Los huéspedes quedaron atónitos, y también el amo; incluso se levantó y corrió la
cortina, para ver el rostro de la mujer. Ella, con los brazos cruzados, miró sonriendo a su
anciano esposo, y Elías le sonrió a ella. La anciana continuó:
-Digo la verdad, sin socarronería. Durante medio siglo buscamos la felicidad, y
mientras éramos ricos nunca la encontramos. Ahora que no nos queda nada, y nos hemos
puesto a trabajar como peones, hemos hallado tal felicidad que no deseamos nada mejor.
-¿Pero en qué consiste vuestra felicidad? -preguntó el huésped.
-Pues en esto -respondió ella-. Cuando éramos ricos, mi esposo y yo teníamos tantas
preocupaciones que no teníamos tiempo de hablarnos, ni de pensar en nuestra alma, ni de
orar a Dios. Teníamos visitantes, y teníamos que pensar en la comida que debíamos
servirles, y en los obsequios que debíamos darles, para que no hablaran mal de nosotros.
Cuando se iban teníamos que vigilar a nuestros peones, que siempre procuraban eludir el
trabajo y conseguir la mejor comida, mientras nosotros procurábamos obtener de ellos todo
lo posible.

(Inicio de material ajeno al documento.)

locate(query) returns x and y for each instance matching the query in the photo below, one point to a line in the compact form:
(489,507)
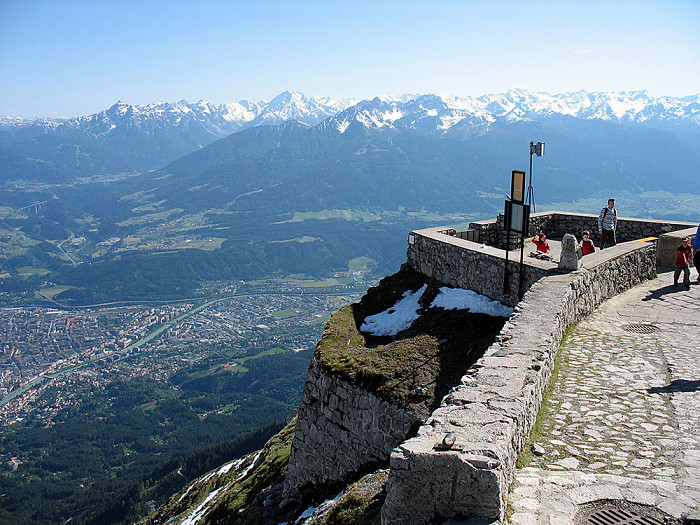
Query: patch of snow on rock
(398,317)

Así pecábamos. También temíamos que un lobo matara un potrillo o un becerro,
o que los ladrones nos robaran los caballos. De noche permanecíamos en vela temiendo que
las ovejas sofocaran a sus corderos, y nos levantábamos una y otra vez para verificar que
todo estuviera en orden. En cuanto solucionábamos un problema, surgía otra preocupación.

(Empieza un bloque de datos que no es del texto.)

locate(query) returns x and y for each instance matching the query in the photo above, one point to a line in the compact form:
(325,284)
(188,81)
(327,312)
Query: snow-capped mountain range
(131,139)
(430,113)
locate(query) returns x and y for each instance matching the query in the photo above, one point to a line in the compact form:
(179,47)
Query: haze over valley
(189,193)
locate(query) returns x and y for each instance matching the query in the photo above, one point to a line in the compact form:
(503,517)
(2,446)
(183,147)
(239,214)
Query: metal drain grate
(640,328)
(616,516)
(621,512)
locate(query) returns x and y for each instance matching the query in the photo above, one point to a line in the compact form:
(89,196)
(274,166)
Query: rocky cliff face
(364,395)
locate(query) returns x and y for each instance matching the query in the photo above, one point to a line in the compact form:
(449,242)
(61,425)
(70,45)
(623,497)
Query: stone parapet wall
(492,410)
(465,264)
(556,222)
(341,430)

Verificar, por ejemplo, si había suficiente forraje para el invierno. Y además de eso, mi
esposo y yo teníamos desavenencias. El decía que había que hacer tal cosa, y yo decía lo
contrario, y entonces reñíamos... pecando de nuevo. Así pasábamos de un problema al otro,
de un pecado al otro, y no hallábamos la felicidad.
-¿Y ahora?
-Ahora, cuando mi esposo y yo nos despertamos por la mañana siempre nos
dirigimos una palabra cariñosa, y vivimos en paz, sin motivos para reñir-. No tenemos
preocupaciones, salvo servir a nuestro amo. Trabajamos tanto como nos lo permiten
nuestras fuerzas, y lo hacemos con voluntad, para que nuestro amo no sufra pérdidas, sino
que obtenga provecho de nosotros. Cuando regresamos, la cena está servida y hay kumiss
para beber. Tenemos combustible para quemar cuando hace frío, y tenemos nuestra manta
de piel. Y tenemos tiempo para charlar, tiempo para pensar en nuestras almas y tiempo para
rezar. Durante cincuenta años buscamos la felicidad, pero sólo ahora la hemos hallado.
Los huéspedes rieron.
Pero Elías dijo:
-No debéis reír, amigos. No es cuestión de broma, sino la verdad de la vida. Al
principio también fuimos necios y lloramos la pérdida de nuestra riqueza, pero ahora Dios
nos ha mostrado la verdad, y la decimos, no para nuestro consuelo, sino para vuestro bien.
Y el mullah dijo:
-Sabias palabras. Elías ha dicho la verdad. Lo mismo dicen las Sagradas Escrituras.
Los huéspedes no rieron más y meditaron sobre esas palabras.